Described as a "composer of facility and imagination, the kind to whom both performers and audiences respond" (The New York Times), the music of oudist and composer Ethan Wickman (b. 1973) has been performed by soloists and ensembles in venues in the U.S. and around the world. He has received grants and commissions from the Barlow Endowment, Meet the Composer, the American Composers Forum, the Wisconsin Music Teachers Association, the Utah Arts Festival, the San Antonio Opera Guild, and Chicago's Music In The Loft where he was the 2014-15 Composer-In-Residence. He was awarded the Jacob Druckman prize for his orchestral work Night Prayers Ascending at the Aspen Music Festival, the Harvey Phillips Award for his work Summit from the International Tuba Euphonium Association, first place in the Utah Arts Festival Chamber Commission Competition, and was a finalist in the 25th annual ASCAP Rudolf Nissim Orchestral Composition Competition.

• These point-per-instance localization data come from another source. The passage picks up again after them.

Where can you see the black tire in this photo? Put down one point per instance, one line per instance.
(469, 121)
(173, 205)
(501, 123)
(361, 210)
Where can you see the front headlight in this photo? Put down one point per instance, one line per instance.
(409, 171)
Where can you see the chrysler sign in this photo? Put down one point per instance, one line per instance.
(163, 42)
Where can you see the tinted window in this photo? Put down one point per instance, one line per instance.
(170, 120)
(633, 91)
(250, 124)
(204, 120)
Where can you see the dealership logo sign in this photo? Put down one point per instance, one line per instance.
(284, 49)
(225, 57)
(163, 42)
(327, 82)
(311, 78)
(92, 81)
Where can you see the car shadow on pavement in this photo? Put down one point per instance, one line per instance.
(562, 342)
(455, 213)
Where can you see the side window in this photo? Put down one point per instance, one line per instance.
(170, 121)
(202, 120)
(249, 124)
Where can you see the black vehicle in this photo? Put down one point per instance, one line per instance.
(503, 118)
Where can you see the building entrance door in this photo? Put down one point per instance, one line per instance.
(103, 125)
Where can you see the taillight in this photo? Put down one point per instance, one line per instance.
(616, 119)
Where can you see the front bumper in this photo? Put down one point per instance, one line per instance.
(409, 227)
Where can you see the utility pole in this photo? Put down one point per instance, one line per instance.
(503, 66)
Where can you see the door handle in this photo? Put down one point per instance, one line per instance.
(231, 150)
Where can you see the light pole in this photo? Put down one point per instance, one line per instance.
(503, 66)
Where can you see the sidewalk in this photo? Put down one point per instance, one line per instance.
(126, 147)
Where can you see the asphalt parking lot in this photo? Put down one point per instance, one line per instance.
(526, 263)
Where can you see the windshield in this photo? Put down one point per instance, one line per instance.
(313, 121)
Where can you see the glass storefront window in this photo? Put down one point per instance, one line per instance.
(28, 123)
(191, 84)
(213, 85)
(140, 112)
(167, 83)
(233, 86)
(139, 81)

He has received fellowships from the Aspen Music Festival, the Norfolk Contemporary Music Workshop/Yale Summer School of Music, the Wellesley Composers Conference, the American Composers Orchestra/Earshot New Music Readings, and from the U.S. State Department as a Fulbright Fellow in Madrid, Spain. His recordings have garnered critical acclaim such as "the most attractive new string quartet I have heard in a long while" (Fanfare), "epic and dreamy" (The New York Times), "absorbing" (American Record Guide), and possessing "stunning breadth and poise" (Time Out Chicago).

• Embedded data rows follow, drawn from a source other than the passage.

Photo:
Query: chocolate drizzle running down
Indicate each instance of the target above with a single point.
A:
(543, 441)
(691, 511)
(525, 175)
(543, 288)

Wickman holds a DMA in composition from the University of Cincinnati College-Conservatory of Music, with additional degrees from Boston University (MM) and Brigham Young University (BM). In addition, he studied modal music composition at the Labyrinth Workshop on Crete with Ross Daly, oud with an emphasis on the musics of Egypt and Iraq with Egyptian virtuoso Ramy Adly, and Turkish oud with Yurdal Tokcan in Istanbul.

NOTES

Neşe, or “Joy” was composed as a companion work to Yurdal Tokcan’s effervescent and ebullient Mutluluk (“Happiness). As a student of Yurdal in Istanbul during the 2023-24 academic year, oud technique and the Turkish makam (or modes) were always applied to repertoire that he would choose. Upon returning to the US, and looking forward to reuniting with my colleagues in Viatorum, I wanted to create a short work, possessing similar energy, that could be performed with my teacher’s piece. Modal references and scales are heard throughout the work, yet it is not without its casting in Western-style three part (fast-slow-fast) form with flourishes of counterpoint.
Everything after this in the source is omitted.